A secure user interface that can reliably present correct, factual, and useable information is crucial maintain security.
Your tool is neither an effective security tool, nor is it an effective UI enhancement. The lack of documentation, or a clear and
compelling argument as to the security implications of "unprotected" sites combined with the assertion of your application that
virtually all sites but those that register certificates that your application can recognize are unprotected generates an
environment that promotes ignorance and fear.
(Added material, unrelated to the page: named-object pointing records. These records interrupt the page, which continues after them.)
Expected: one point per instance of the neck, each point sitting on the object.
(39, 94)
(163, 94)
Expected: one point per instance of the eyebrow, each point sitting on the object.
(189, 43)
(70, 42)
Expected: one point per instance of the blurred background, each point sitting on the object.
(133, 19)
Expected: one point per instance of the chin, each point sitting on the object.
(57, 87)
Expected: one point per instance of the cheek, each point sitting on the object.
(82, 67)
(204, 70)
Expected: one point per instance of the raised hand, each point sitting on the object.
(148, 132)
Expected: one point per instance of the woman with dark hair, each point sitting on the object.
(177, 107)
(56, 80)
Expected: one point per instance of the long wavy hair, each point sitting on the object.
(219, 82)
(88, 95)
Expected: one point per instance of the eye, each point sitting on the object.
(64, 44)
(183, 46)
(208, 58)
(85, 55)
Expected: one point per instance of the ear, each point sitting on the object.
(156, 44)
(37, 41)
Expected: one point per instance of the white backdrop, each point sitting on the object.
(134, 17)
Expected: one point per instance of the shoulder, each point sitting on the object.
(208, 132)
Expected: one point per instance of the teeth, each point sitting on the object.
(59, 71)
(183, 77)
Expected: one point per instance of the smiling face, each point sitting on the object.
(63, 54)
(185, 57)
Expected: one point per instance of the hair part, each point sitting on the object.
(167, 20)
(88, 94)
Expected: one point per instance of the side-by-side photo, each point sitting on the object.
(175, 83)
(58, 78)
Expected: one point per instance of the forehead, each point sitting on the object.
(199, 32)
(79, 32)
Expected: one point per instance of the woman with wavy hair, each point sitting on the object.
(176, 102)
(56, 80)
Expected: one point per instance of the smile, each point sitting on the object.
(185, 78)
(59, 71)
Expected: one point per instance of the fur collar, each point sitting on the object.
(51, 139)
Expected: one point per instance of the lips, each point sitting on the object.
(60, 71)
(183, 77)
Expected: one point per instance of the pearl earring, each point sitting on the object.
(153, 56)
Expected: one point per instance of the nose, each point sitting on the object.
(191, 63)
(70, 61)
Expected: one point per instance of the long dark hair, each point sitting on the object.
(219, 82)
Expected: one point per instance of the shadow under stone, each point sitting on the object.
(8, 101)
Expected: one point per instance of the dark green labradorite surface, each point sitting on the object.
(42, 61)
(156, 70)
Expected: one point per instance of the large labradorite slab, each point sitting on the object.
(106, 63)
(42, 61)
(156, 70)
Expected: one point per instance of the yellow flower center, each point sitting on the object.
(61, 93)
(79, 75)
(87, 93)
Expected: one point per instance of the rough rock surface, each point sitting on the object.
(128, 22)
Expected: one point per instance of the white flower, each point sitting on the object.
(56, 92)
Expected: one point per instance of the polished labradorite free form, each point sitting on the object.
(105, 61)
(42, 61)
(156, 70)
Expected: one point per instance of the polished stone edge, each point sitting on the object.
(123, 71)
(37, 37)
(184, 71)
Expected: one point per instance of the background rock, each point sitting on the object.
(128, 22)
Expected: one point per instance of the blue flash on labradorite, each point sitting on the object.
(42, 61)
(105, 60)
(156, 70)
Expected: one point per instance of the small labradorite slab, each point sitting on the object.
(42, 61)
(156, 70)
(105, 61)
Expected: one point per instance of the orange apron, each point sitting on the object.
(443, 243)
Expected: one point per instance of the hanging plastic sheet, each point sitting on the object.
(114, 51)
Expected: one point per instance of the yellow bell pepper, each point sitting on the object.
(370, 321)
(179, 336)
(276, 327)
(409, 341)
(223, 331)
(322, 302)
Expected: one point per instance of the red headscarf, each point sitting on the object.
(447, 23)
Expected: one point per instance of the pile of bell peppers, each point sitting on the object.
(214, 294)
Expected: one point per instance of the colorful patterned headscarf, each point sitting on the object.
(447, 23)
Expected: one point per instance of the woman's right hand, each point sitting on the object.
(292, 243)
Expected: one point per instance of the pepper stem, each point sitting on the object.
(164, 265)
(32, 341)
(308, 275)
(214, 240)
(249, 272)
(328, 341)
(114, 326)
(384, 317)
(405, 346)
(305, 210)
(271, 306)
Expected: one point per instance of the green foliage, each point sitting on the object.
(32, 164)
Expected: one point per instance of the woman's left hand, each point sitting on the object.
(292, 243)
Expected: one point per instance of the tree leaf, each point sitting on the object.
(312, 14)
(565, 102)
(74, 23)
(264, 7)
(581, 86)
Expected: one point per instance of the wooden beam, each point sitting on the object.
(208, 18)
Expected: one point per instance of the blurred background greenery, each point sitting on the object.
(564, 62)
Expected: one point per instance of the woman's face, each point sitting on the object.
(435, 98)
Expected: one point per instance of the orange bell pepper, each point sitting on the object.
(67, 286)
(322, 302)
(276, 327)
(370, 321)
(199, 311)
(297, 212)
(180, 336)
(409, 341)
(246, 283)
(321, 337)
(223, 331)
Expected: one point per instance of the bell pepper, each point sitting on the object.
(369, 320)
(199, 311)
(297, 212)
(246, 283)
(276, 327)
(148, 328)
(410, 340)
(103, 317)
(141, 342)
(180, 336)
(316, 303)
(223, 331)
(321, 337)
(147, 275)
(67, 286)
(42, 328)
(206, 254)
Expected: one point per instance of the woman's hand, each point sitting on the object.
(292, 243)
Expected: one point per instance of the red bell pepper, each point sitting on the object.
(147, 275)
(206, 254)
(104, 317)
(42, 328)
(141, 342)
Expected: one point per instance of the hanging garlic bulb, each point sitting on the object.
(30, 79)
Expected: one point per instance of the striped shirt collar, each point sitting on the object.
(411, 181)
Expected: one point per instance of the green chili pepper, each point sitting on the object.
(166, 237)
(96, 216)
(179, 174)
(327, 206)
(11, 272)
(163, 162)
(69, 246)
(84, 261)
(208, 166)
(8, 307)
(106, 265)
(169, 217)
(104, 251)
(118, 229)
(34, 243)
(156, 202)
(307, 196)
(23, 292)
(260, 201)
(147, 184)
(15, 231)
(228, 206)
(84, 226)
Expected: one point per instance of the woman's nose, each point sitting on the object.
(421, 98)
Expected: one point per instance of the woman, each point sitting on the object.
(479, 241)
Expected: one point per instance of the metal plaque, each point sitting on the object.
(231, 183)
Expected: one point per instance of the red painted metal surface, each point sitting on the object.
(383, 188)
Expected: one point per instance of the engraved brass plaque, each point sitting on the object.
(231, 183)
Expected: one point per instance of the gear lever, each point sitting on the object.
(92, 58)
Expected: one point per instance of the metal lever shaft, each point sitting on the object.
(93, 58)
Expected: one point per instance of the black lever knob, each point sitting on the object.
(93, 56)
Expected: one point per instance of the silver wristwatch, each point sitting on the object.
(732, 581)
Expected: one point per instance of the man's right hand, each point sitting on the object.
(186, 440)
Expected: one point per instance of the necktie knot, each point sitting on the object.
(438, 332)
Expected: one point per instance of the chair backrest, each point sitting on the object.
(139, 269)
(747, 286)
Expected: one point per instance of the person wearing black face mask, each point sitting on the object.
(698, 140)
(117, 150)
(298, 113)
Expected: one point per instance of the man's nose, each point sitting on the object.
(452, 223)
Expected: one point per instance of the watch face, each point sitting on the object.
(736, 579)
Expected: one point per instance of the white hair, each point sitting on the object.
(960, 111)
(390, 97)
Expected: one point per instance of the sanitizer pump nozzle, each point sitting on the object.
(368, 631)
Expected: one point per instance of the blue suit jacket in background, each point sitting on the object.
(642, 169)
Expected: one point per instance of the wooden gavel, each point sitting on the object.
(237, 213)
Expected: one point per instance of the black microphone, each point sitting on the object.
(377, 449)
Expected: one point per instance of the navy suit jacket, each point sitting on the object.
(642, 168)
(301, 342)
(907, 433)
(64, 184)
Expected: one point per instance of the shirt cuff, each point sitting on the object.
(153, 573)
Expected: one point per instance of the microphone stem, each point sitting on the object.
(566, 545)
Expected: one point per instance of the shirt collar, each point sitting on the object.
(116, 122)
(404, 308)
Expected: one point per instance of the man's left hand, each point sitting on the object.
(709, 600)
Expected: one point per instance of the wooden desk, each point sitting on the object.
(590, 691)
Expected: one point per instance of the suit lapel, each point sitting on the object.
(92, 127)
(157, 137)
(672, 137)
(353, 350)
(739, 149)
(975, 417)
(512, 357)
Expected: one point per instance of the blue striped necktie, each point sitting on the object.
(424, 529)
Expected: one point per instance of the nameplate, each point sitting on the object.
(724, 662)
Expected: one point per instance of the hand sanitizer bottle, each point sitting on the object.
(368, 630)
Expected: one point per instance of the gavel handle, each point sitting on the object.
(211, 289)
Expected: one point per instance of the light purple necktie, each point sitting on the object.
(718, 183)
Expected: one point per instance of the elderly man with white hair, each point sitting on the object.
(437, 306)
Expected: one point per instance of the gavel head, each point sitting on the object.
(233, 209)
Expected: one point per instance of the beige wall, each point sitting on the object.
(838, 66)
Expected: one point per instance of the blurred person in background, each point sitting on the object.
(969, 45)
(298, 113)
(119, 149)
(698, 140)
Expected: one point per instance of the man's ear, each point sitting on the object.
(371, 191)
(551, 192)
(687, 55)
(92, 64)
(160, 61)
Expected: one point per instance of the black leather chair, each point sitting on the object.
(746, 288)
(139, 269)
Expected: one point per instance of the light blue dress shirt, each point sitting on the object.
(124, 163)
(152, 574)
Added to this is the "Suspect Fraud" button which is neither documented, nor does it have any useful function (the code is identical
to the code for the cancel button!); it simply allows the user to continue using the site without any additional information etc..
Your tool fails as an effective UI extension due to the lack of documentation, and is ineffective (from a flawed implementation
perspective) and, in my opinion, flawed in its underlying design and intention.
Again, I apologize if it sounds harsh, but it is also my opinion that security tools must be judged harshly.